MOVIE REVIEW
“THE CRAFT: LEGACY”
Rated PG-13. On Apple TV, VUDU, Amazon, Google Play, etc.
Grade: C+
A weak follow-up to “The Craft,” the 1996 entry that developed a cult following over the years, “The Craft: Legacy” begins once again with the arrival of a new girl in town just in time to be inducted as the fourth member of a coven of young witches.
Lily (Cailee Spaeny, “Pacific Rim: Uprising”) is a tiny loner and a shutterbug with an old Polaroid camera, whose mother Eunice (Michele Monaghan) sings along to Alanis Morrissette with her in the car. Eunice is pulling a U-Haul and in the process of moving along with Lily into the home of Eunice’s strange, new boyfriend, Adam (David Duchovny), and his three biblical-named sons, Isaiah, Jacob and Abraham.

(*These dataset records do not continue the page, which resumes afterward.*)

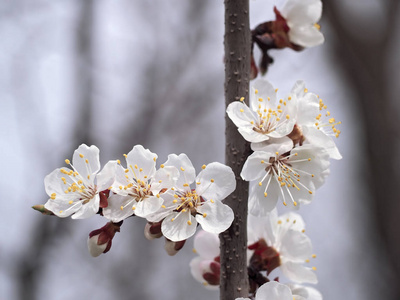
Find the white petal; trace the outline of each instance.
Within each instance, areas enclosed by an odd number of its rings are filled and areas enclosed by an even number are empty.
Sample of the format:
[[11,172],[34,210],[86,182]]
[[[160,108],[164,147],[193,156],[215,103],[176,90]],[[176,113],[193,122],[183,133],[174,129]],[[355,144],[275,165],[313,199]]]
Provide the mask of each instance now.
[[[92,145],[88,147],[85,144],[80,145],[74,151],[72,165],[79,175],[82,176],[83,182],[86,184],[91,184],[94,180],[93,175],[100,170],[99,152],[100,150],[96,146]],[[90,176],[90,179],[88,179],[88,176]]]
[[190,185],[196,178],[196,171],[193,164],[184,153],[179,154],[179,156],[176,154],[168,155],[168,160],[164,165],[173,166],[179,171],[179,178],[176,181],[176,186],[179,189],[182,189],[184,184]]
[[[303,299],[306,300],[322,300],[321,293],[312,287],[302,286],[299,284],[286,284],[286,285],[290,288],[292,294],[295,296],[303,297]],[[298,298],[296,298],[296,300],[297,299]]]
[[292,132],[294,124],[296,124],[296,120],[293,119],[293,116],[292,116],[292,118],[289,120],[279,122],[279,124],[276,126],[275,130],[270,132],[268,135],[271,138],[284,137],[285,135],[288,135],[289,133]]
[[263,178],[266,175],[265,168],[271,165],[269,163],[271,156],[275,154],[264,151],[253,152],[244,163],[240,176],[246,181]]
[[122,221],[134,214],[133,202],[136,201],[131,196],[112,195],[108,198],[108,206],[103,208],[103,215],[114,223]]
[[253,121],[255,124],[258,120],[255,112],[251,111],[246,104],[239,101],[230,103],[226,109],[226,113],[237,127],[252,129],[254,125],[250,122]]
[[304,262],[311,257],[311,240],[301,231],[290,229],[281,238],[279,253],[285,257],[285,259],[293,262]]
[[269,135],[256,132],[253,129],[239,127],[238,131],[243,138],[250,143],[259,143],[269,139]]
[[[272,179],[270,186],[265,190],[266,182],[260,186],[254,182],[250,184],[249,213],[253,216],[266,216],[276,207],[279,199],[279,187]],[[265,197],[264,193],[267,193]]]
[[100,196],[96,194],[89,202],[82,204],[82,207],[72,215],[72,219],[86,219],[94,216],[99,211]]
[[198,282],[203,283],[205,282],[203,278],[203,269],[202,269],[202,263],[203,263],[204,258],[197,256],[193,258],[190,261],[190,273],[196,279]]
[[163,202],[164,201],[161,197],[157,198],[156,196],[151,196],[142,201],[134,203],[133,206],[136,207],[134,213],[138,217],[145,218],[148,215],[158,211],[161,208]]
[[205,200],[222,201],[236,188],[232,169],[218,162],[210,163],[196,178],[196,192]]
[[56,199],[49,199],[44,207],[51,212],[53,212],[57,217],[65,218],[69,217],[82,207],[81,201],[74,202],[73,204],[69,204],[69,199],[65,198],[56,198]]
[[[128,178],[125,176],[128,175]],[[132,174],[132,171],[129,173],[125,173],[125,169],[121,165],[117,165],[115,168],[115,178],[114,183],[112,184],[112,191],[121,196],[127,196],[128,190],[125,190],[123,187],[128,185],[129,183],[135,183]]]
[[281,9],[282,16],[290,24],[314,24],[322,14],[321,0],[288,0]]
[[87,240],[87,246],[89,249],[89,253],[93,257],[97,257],[104,252],[107,248],[107,243],[102,245],[97,245],[97,241],[99,240],[99,235],[92,236]]
[[290,28],[289,39],[292,43],[302,47],[318,46],[325,41],[321,31],[312,25]]
[[196,220],[208,232],[221,233],[231,226],[233,222],[232,209],[221,201],[205,202],[197,209],[201,215],[196,215]]
[[[188,224],[188,221],[191,222],[191,225]],[[196,232],[196,227],[197,221],[189,212],[173,212],[162,222],[161,231],[167,239],[178,242],[190,238]]]
[[293,296],[286,285],[270,281],[257,290],[256,300],[293,300]]
[[247,239],[253,244],[263,238],[268,245],[275,244],[275,228],[277,226],[277,210],[272,210],[266,217],[258,218],[248,215]]
[[200,230],[194,237],[194,249],[202,258],[213,260],[219,255],[218,235]]
[[316,117],[320,113],[317,95],[307,93],[298,99],[296,122],[303,126],[314,126]]
[[168,215],[172,213],[172,211],[177,207],[176,204],[173,203],[175,192],[168,190],[165,193],[162,193],[160,196],[164,200],[163,204],[165,206],[161,207],[158,211],[153,214],[146,216],[147,221],[149,222],[159,222]]
[[157,154],[145,149],[142,145],[136,145],[126,157],[127,168],[134,174],[134,178],[144,180],[150,178],[156,172]]
[[[258,91],[256,94],[255,91]],[[268,101],[268,97],[270,100]],[[276,92],[275,88],[272,86],[272,84],[263,79],[263,78],[257,78],[251,83],[251,90],[250,90],[250,107],[253,111],[257,111],[258,109],[258,104],[260,103],[258,101],[259,98],[262,98],[265,103],[270,103],[270,106],[274,106],[276,102]]]
[[264,151],[264,152],[275,153],[279,150],[280,152],[279,151],[278,152],[282,154],[287,151],[290,151],[290,149],[293,148],[293,141],[287,136],[284,136],[277,139],[270,138],[268,141],[264,141],[261,143],[251,143],[250,146],[253,151]]
[[[77,198],[75,193],[65,193],[65,190],[67,190],[68,187],[74,183],[74,180],[70,176],[61,173],[61,170],[65,170],[66,172],[71,171],[68,168],[55,169],[44,178],[44,187],[47,195],[51,196],[53,193],[55,193],[56,198],[62,197],[63,199],[70,200]],[[64,184],[61,178],[65,178],[66,184]]]
[[179,177],[178,169],[171,166],[165,166],[156,171],[151,183],[153,194],[159,193],[162,189],[170,189],[176,185]]
[[103,170],[101,170],[101,172],[96,175],[98,191],[108,189],[114,183],[116,167],[116,160],[109,161],[108,163],[106,163]]
[[317,283],[317,275],[311,268],[304,267],[302,263],[294,263],[291,261],[284,262],[280,265],[282,273],[290,280],[298,283]]
[[314,126],[306,127],[303,130],[306,141],[310,144],[324,148],[329,154],[330,158],[342,159],[342,155],[332,138],[326,135],[323,131],[315,128]]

At school, “new girl” Lily has a menstrual accident of “Carrie” proportions on her first day in class, where the teacher was just reading Maya Angelou. She is aided and comforted in the girl’s bathroom by young witches Frankie (Gideon Adlon, “The Mustang”), Lourdes (Zoey Luna) and Tabby (Lovie Simone), who all seem to be under a dark curse of overacting. The four of them cast a spell on Timmy (Nicholas Galitzine), a big, handsome bully who humiliated Lily in front of everyone. The new “woke” Timmy talks altogether too much. Lily chants, rubs herself with Timmy’s sweatshirt and lights a candle. One of Adam’s sons keeps a snake in a glass cage and watches porn on his laptop. Just an ordinary blended family with teenagers in America, I say. When the young witches “hex” Timmy, they cast the spell using a bong as a cauldron. “Double, double, toil and trouble.” In one scene, Lily confesses that she doesn’t know her dad’s name. Does Pazuzu ring a bell, young lady?

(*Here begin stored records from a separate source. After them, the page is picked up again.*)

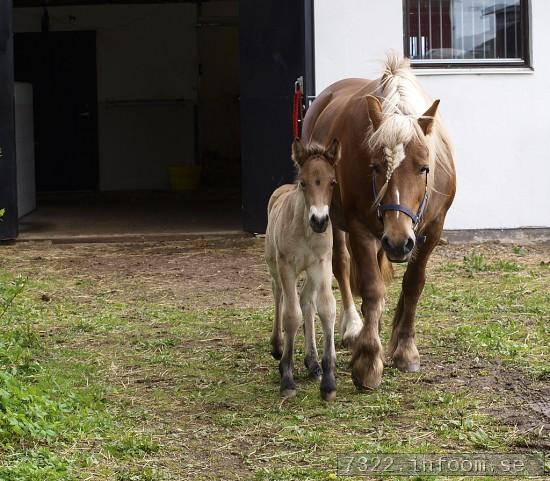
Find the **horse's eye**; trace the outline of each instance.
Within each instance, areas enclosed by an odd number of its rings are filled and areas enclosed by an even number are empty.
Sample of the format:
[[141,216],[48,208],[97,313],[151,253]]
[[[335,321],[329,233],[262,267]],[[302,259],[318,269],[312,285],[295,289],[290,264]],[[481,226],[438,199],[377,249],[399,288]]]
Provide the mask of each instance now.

Written and directed by Zoe Lister-Jones, who filmed the 2017 release “Band Aid” with an all-female crew, “The Craft: Legacy” repeats the beats of the 1996 original with a female-fronted plot ready for the woke generation. Adam is a strict patriarchal figure, who makes his living writing books about manhood and giving motivational speeches. He is a kind of high priest of toxic masculinity, and you know that is not good. He slowly reveals a darker side to Lily while her mother, Eunice, is off-screen doing heavens knows what. One of Eunice’s more memorable lines is, “I’ll get the chicken.” When Lily and Timmy make out, it’s awkward since he’s like a foot and a half taller than she is. A funeral gives the young ladies a chance to show off their Goth fashions. Lily stumbles upon a late-night meeting of the men of Adam’s house. Adam gives a pep talk while the listeners snap their fingers. You think they all might break into Bob Fosse-choreographed dance moves to the tune of “That Old Black Magic.” Duchovny seems trapped in an episode of “The X-Files” that they forgot to show on TV.

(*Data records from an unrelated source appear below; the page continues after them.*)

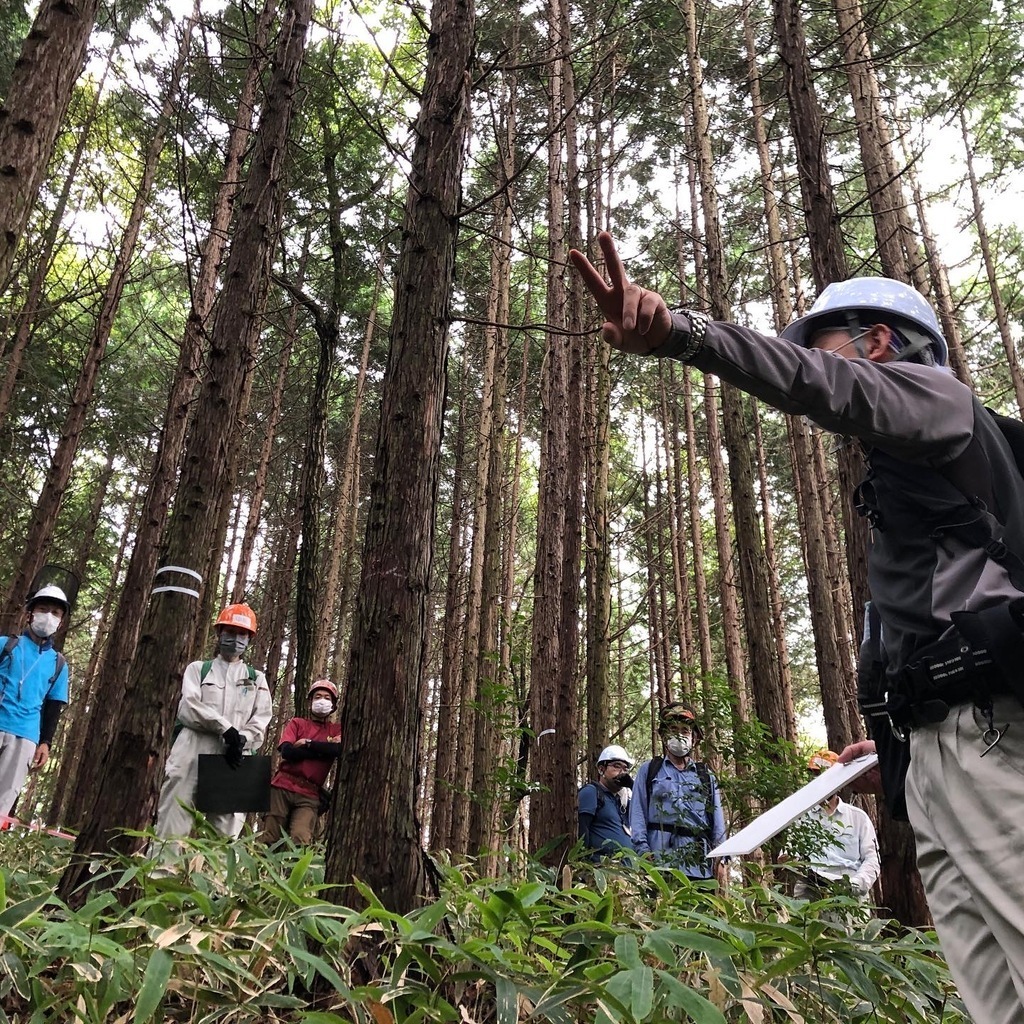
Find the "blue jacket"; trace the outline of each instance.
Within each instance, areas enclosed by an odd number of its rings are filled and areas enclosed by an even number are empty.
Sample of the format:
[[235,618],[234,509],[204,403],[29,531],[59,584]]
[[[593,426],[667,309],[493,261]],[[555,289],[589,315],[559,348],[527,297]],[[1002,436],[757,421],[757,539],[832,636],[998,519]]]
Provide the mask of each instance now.
[[[603,799],[598,800],[599,796]],[[591,782],[579,791],[577,799],[580,838],[588,850],[595,851],[595,860],[633,849],[619,813],[621,805],[617,793],[604,789],[599,782]]]
[[[7,637],[0,636],[0,649]],[[0,732],[39,742],[43,702],[68,702],[68,666],[57,669],[57,652],[49,640],[39,643],[27,630],[9,658],[0,661]]]
[[677,768],[666,757],[651,788],[647,804],[647,775],[651,762],[645,761],[636,773],[633,800],[629,810],[633,849],[651,853],[665,867],[678,868],[691,878],[710,878],[708,850],[725,839],[725,815],[718,780],[711,781],[711,821],[708,799],[693,762]]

The new cast will not make anyone forget Robin Tunney, Fairuza Balk, Neve Campbell and Rachel True of the original film. Some of the staging of this new entry is awkward. The ending sets up a probably inevitable second sequel. “That’s wack” is no “Fire burn and cauldron bubble.”
(“The Craft: Legacy” contains crude and sexual language, drug use and profanity.)